Of the English example, "I've sang" sounds very strange to me - combined with "last night"; I really can't imagine a context where I would say that. (No objections to all other English examples.) - Sorry, we cross-posted so I didn't read your correction post. 

Anyway, not even English progressive and Spanish imperfect are exact matches - I think there are some contexts where Spanish imperfect is translated as English progressive, but it's certainly not 1:1. - After re-reading my post: no, probably there is no context where progressive is equal to imperfecto - whatever:
My Spanish teacher described the use of tenses in *(Peninsular) Spanish* as follows:
*- pretérito perfécto: *for actions that are finished but which happened in a timespan not yet finished (that is, which are still of consequence to the present, which tie in directly with the present, are still connected with it); for actions which happened _this _day (including "anoche"), _this _week, _this _year etc.
*- indefinido: *for actions that are finished and a timespan that is finished, so things that happened _yesterday_, _last _week, _last _year etc.
*- imperfecto:* for things not finished/for which the meaning "finished" is of no relevance, in a timespan that is finished.
So that means: you typically combine present tense with pretérito perfécto, and you may combine indefinido with imperfecto. (You can also cross-combine of course but that's how they match, in Peninsular Spanish.) This, as said, is different in LA where indefinido may be used instead of pretérito perfécto (but for the reasons of when and why, please don't ask me. )

Probably someone with knowledge of American Spanish usage can add something, and also of course I am a beginner only in Peninsular Spanish, so corrections, naturally, are welcome. 

Now take a look at *English progressive tense:* here, past progressive might indicate that two things happened at the same time, or that an action was repeated, or that an action was interrupted but continued afterwards.
But for simultanuous actions and interrupted actions you would use gerundio in Spanish; as for repeated actions I am not sure what you'd use in Spanish - I would use "soler + infinitive" for habitual actions, and the verb "soler" I would put in indefinido if this happens in the past: I don't think that imperfecto would be good here as this tense is used mostly for descriptions (of landscapes, of persons, etc.) while indefinido is used for "action".

And finally - *Slavic aspect.*
Here *perfective *aspect just means that the action is completed and finished; it doesn't necessarily refer to a certain timespan but as perfective action means "completed" it affects the time-frame reference.
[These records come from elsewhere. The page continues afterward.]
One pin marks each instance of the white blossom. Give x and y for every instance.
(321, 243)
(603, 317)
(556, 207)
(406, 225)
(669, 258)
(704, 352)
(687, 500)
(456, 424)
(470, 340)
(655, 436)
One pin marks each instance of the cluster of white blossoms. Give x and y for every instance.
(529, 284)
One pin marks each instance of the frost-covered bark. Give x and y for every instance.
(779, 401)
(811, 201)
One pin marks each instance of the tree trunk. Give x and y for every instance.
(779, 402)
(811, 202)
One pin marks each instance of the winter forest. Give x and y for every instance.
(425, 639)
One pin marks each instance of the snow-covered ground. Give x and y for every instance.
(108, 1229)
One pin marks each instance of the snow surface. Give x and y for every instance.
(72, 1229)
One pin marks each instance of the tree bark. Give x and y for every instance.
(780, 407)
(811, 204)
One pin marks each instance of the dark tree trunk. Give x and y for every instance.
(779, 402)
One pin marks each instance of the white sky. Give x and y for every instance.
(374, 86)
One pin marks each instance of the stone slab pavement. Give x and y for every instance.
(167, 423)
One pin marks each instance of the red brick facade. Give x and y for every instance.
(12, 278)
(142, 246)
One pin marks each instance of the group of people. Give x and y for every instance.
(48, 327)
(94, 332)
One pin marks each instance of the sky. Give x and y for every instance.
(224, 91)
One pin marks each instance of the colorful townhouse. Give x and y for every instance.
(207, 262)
In West and East Slavic languages future tense only could be formed from imperfective verbs because a perfective present tense never just means "straight" present tense. South Slavic languages handle this slightly differently, future tense of perfective verbs is possible, but still present tense/perfective isn't "quite" present tense. But we've discussed this in great detail already here (where there are also several links to other threads about related subjects).
*Imperfective *aspect now is the "unmarked" tense because the completion of an action is not defined. And *iterative-imperfective* verbs are, if anything, the only ones which in some contexts can be used similar to English progressive tense (not, however, like imperfecto in Spanish, as far as I know).

So all in all, no, they don't really relate to each other:
- Slavic aspect is a concept which really exists _beside _tenses, even though it affects the temporal point of view.
- English progressive tense is about repeated actions, and simultanuous actions.
- Spanish imperfective/indefinido is a different plane of tense, set apart from present tense and pretérito perfécto.

Further, there's then *Slavic imperfect and aorist.* These two tenses, as used in Bulgarian and Macedonian, relate approximately to Spanish imperfecto (= imperfect) and indefinido (= aorist) - but even those are no exact match, probably (most likely!) also because those two tenses are intertwined with aspect, in Slavic languages.
Imperfect and aorist in BCS however aren't quite used anymore as they once were - but as native speakers repeatedly couldn't agree on the correct use of both tenses I only give this link to an older thread.


----------



## phosphore

I think you are wrong about _pretérito perfecto_: _*anoche*_ goes together with _ayer, anteanoche_ etc., therefore it requires _pret_é_rito indefinido_.


----------



## sokol

phosphore said:


> I think you are wrong about _pretérito perfecto_: _*anoche*_ goes together with _ayer, anteanoche_ etc., therefore it requires _pret_é_rito indefinido_.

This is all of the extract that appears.